OLD Question 11: Old AIX version:On AIX 5.3 ML6, nmon output files contain zeros, missing CPU stats, corrupt ZZZ lines and "nfs" strings found in the stats?
- This is yet another bug in the AIX libperfstat library at this ML6. The NFS data returned to nmon is corrupt and these characters may be output directly from the library (very bad form chaps!). The work around is:
- Do not include NFS statistics (remove the -N)
- Move to nmon12 that codes around these bugs.
OLD Question 12: Old AIX version: Why is the Process memory percentage zero? (same for System and User percent)
- This seems to happen in AIX 5.3 TL07 or there about. In fact, it is the AIX libperfstat library, which nmon uses, that has a bug in it that returns a large negative number for the Process% value. The Process, System and User Percentages are approximations (remember memory has many modes, types and uses and some overlap) and the calculation goes wrong.
- nmon reports this problem by showing 0% - which is clearly impossible.
- The bug was very hard to reproduce and track down because the problem only happens in particular circumstances and changes in memory use (like starting and stopping large memory applications). I am pretty sure you have a good chance of the number being fixed (for at least some time but may reappear), if you reboot the machine/LPAR.
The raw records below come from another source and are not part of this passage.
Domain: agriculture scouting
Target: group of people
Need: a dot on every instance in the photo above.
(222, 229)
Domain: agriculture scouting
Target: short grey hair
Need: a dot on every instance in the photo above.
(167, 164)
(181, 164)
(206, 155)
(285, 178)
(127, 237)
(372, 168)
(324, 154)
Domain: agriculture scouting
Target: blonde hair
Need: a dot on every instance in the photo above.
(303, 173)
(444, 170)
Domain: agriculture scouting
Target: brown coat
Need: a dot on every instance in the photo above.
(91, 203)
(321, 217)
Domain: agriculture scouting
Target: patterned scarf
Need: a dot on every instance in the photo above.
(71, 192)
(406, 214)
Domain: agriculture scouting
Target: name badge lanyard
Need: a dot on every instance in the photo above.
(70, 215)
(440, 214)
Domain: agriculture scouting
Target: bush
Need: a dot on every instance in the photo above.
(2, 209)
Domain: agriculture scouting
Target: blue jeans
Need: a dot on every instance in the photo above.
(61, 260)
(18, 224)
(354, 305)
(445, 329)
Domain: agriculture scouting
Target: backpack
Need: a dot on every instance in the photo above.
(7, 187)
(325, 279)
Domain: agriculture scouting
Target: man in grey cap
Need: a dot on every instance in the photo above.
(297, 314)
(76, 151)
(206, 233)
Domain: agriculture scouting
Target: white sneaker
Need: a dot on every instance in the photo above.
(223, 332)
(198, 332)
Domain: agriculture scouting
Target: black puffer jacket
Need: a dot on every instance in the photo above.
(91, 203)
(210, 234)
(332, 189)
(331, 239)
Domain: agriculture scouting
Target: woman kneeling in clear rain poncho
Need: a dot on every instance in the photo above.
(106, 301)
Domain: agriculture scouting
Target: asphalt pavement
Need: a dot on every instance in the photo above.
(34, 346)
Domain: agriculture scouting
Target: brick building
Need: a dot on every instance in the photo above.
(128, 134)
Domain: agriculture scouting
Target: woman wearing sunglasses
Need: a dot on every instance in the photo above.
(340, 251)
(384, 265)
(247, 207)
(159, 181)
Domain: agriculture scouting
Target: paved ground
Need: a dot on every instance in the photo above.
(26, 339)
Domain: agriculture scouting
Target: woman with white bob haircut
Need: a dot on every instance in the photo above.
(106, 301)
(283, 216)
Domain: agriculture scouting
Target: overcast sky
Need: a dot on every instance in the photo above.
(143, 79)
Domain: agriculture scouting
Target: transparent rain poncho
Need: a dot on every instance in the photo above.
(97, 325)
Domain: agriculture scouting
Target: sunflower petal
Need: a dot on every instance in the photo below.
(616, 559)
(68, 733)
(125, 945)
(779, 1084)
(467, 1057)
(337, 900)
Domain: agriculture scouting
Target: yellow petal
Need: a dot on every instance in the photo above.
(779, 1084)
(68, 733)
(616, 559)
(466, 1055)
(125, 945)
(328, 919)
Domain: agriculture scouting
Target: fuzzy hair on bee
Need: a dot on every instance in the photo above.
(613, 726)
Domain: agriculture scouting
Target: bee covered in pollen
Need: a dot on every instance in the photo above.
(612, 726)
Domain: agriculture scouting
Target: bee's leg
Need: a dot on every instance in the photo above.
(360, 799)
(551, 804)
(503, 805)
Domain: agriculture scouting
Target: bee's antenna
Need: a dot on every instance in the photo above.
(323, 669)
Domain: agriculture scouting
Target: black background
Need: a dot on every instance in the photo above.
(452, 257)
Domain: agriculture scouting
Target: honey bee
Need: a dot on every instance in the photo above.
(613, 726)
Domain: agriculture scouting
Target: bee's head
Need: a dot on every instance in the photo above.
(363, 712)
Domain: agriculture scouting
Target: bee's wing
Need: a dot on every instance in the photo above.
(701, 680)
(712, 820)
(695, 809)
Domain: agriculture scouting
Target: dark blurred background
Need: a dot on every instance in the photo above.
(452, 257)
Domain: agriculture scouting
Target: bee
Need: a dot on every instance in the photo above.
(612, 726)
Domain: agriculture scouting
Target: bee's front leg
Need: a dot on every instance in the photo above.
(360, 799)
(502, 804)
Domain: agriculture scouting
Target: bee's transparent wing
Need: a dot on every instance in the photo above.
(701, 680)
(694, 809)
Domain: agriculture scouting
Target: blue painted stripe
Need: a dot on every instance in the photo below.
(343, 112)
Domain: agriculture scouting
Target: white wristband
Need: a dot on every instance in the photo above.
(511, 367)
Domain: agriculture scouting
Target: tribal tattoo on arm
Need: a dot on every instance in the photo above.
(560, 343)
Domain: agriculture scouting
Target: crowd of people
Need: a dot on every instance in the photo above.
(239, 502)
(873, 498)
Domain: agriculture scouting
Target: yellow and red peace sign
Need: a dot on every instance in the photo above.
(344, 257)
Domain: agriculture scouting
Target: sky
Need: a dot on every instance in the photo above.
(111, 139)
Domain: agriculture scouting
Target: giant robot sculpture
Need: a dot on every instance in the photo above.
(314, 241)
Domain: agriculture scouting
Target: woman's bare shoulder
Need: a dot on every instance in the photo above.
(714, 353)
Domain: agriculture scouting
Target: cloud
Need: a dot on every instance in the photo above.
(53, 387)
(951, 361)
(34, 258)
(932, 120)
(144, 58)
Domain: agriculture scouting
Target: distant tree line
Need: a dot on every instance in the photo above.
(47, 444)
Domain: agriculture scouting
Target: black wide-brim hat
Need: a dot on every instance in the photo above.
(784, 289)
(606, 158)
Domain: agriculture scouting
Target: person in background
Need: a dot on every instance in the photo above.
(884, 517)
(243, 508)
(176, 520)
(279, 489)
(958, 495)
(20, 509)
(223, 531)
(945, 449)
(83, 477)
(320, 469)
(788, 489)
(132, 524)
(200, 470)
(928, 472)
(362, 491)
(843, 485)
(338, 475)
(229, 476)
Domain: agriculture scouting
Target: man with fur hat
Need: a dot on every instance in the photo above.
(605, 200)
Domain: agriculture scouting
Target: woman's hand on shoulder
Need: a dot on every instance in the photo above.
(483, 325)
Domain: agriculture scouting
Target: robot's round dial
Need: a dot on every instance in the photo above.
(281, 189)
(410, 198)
- The fix is to update AIX to AIX 5.3 TL09 (or even better AIX 6) but there may be a PTF or efix. You will have to ask AIX Support by asking for a fix to the libperfstat library to fix the real_system, real_process and real_user members of the perfstat_memory_total_t structure. That will give them the right details to search for in the Retain database. Do not ask for nmon classic support as the answer could be short and/or rude!
- In my experience AIX systems administrators don't like adding these updates to a production machine. So it may be better to just accept that if any of these numbers are zero then do not use any of these percentages.